Era la letra del joven, algo desprolija, como si hubiese sido escrita con prisa, corrida de los renglones. Un par de hojas transmitía sentimientos profundos, cosas que sintió o sentía en ese mismo momento en el que decidió apoyar la birome sobre el papel.

Los párrafos describían una y otra vez sentimientos de vulnerabilidad; definitivamente algo pasaba por su cabeza en ese momento, que ninguno de sus allegados consiguió advertir en alguna oportunidad.

"Al ver la carta pensamos lo peor, la pudimos leer pocas veces, no sabíamos bien dónde estábamos parados en aquel momento", aseguró Juan, con cara de consternación y amargura interminable. Las conjeturas continuaron.

Esa tarde se coordinó un equipo de búsqueda y rastrillaje por la zona, encabezado por Prefectura. En los días siguientes fue intensa la recorrida por la zona costera, pero no se dio con pistas o indicios de algo que permitiera encontrar al joven. Ahora sabían que no solo estaba desaparecido, sino que también había sido por decisión propia que Ignacio tomó una determinación imprevista.

Un mes después, "por el 20 de febrero más o menos", según relataron a El País los padres de Ignacio, apareció el celular. Lo encontró "una señora que limpiaba en la playa, la policía lo pudo rastrear y nos avisaron, la última llamada que tenía era con nosotros", contó Alejandra.

En el dispositivo, hasta el momento no se descubrió una señal que aporte datos a la investigación.

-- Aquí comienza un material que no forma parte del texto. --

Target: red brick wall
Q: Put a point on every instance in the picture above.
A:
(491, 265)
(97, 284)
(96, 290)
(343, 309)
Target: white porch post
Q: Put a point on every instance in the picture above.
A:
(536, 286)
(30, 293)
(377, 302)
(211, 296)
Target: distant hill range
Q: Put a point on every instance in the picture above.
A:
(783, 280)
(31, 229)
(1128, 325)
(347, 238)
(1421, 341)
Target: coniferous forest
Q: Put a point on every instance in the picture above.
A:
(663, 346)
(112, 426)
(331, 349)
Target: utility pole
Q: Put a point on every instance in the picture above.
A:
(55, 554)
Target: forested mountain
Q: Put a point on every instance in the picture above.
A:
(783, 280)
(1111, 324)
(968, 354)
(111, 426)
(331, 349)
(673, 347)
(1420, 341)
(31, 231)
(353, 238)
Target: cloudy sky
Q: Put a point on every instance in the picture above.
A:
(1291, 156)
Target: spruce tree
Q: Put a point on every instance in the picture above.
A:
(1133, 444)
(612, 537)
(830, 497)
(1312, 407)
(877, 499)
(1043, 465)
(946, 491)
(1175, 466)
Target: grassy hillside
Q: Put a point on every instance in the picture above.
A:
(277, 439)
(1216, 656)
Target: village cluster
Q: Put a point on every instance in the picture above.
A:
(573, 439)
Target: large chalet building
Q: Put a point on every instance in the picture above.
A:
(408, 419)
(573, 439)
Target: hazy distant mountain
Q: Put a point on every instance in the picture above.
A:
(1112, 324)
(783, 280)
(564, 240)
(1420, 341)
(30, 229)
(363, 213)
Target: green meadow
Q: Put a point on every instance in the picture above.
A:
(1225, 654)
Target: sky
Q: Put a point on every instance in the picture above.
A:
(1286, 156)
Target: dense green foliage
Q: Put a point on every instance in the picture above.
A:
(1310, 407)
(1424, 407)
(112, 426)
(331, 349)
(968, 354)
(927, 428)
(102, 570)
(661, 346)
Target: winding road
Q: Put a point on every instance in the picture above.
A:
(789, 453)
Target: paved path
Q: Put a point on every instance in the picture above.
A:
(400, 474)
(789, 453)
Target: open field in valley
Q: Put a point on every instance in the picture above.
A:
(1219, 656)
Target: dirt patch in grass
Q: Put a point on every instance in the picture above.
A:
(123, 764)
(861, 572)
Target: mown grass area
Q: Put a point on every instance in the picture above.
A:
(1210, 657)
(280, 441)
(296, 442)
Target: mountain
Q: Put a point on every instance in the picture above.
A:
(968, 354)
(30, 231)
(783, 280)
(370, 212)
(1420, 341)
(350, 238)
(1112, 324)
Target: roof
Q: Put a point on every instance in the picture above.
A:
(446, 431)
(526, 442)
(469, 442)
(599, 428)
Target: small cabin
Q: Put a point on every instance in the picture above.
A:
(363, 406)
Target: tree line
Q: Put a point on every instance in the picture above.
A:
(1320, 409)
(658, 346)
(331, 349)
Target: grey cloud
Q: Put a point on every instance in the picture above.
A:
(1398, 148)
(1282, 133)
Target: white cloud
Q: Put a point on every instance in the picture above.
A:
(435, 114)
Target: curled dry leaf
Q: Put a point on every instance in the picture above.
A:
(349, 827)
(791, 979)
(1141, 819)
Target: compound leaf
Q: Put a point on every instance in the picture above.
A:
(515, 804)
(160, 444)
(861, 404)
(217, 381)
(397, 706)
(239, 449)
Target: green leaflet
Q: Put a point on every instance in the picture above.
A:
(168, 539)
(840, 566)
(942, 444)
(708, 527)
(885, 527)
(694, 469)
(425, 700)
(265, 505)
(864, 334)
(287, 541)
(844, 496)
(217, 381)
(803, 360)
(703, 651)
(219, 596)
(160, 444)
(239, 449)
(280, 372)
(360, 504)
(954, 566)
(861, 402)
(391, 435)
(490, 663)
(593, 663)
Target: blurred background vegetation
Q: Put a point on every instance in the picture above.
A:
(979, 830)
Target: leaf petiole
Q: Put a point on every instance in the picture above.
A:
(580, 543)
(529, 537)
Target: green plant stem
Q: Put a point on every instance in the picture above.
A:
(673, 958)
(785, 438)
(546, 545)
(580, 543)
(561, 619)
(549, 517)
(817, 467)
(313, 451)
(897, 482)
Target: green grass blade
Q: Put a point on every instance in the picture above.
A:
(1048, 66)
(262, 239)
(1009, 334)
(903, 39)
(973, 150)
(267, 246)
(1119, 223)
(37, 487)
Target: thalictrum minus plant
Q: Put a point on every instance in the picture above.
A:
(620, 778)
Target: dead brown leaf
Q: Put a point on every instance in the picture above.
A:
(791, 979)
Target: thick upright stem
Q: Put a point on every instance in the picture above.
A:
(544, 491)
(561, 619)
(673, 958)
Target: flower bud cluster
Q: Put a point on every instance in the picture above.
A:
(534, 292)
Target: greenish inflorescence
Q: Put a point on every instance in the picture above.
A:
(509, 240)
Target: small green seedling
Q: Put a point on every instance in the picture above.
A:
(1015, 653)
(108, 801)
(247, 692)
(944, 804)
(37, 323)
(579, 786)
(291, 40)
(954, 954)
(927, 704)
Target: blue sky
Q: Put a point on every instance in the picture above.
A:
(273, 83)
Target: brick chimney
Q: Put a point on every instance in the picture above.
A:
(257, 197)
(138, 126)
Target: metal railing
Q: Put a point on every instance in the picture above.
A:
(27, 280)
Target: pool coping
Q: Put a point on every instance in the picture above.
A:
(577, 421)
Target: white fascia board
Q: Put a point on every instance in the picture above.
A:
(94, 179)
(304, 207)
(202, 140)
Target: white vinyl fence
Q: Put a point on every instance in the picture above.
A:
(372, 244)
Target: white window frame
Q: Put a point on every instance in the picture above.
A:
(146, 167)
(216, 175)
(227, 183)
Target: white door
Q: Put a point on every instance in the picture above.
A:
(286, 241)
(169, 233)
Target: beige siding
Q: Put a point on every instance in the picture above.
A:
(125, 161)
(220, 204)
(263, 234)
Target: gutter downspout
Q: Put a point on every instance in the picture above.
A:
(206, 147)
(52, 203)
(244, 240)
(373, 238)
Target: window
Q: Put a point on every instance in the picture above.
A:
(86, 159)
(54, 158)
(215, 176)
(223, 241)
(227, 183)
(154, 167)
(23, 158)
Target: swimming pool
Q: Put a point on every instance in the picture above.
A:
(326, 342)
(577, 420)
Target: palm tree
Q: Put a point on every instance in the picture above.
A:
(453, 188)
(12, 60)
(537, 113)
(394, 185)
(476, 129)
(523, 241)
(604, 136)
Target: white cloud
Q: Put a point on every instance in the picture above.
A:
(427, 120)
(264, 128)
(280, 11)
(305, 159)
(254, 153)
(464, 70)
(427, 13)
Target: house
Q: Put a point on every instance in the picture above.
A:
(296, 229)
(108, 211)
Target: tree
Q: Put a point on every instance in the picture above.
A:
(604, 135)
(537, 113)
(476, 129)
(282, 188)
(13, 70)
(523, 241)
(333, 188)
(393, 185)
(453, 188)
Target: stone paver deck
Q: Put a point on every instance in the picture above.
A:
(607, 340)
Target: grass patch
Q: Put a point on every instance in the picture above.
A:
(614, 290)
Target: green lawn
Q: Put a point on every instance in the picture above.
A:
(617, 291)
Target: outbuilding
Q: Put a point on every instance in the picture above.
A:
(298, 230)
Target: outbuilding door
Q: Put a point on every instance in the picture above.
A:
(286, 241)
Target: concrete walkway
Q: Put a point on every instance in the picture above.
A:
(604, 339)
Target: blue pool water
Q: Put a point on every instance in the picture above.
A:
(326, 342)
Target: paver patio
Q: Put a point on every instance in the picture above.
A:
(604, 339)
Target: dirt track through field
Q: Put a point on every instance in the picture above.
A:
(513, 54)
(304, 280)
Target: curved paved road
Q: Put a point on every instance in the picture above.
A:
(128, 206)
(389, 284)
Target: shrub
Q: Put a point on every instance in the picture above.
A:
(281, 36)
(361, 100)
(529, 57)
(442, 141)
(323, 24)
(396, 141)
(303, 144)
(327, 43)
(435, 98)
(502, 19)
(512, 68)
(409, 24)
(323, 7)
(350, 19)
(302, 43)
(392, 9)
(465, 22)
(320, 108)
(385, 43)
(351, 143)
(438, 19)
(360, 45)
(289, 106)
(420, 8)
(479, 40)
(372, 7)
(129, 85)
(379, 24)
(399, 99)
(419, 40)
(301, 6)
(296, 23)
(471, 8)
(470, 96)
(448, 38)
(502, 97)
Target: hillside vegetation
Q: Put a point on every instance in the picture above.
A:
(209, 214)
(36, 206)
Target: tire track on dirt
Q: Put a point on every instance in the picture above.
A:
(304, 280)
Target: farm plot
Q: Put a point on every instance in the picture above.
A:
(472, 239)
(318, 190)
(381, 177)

"Tranquilo, inteligente, solidario y muy capaz".

Ignacio Susaeta era estudiante de la Facultad de Ingeniería de la Universidad de la República. Tiene 23 años, vivía en una familia de clase media y tenía novia desde hacía cinco años. "Es un chico sumamente inteligente, tenía proyectos de vida, ahora no estaba trabajando pero pensaba dar clases de matemáticas en el garaje de casa" aseguró a El País su padre, Juan Susaeta.

Sus amigos y compañeros también lo describen del mismo modo: "tranquilo, inteligente, sumamente capaz y solidario".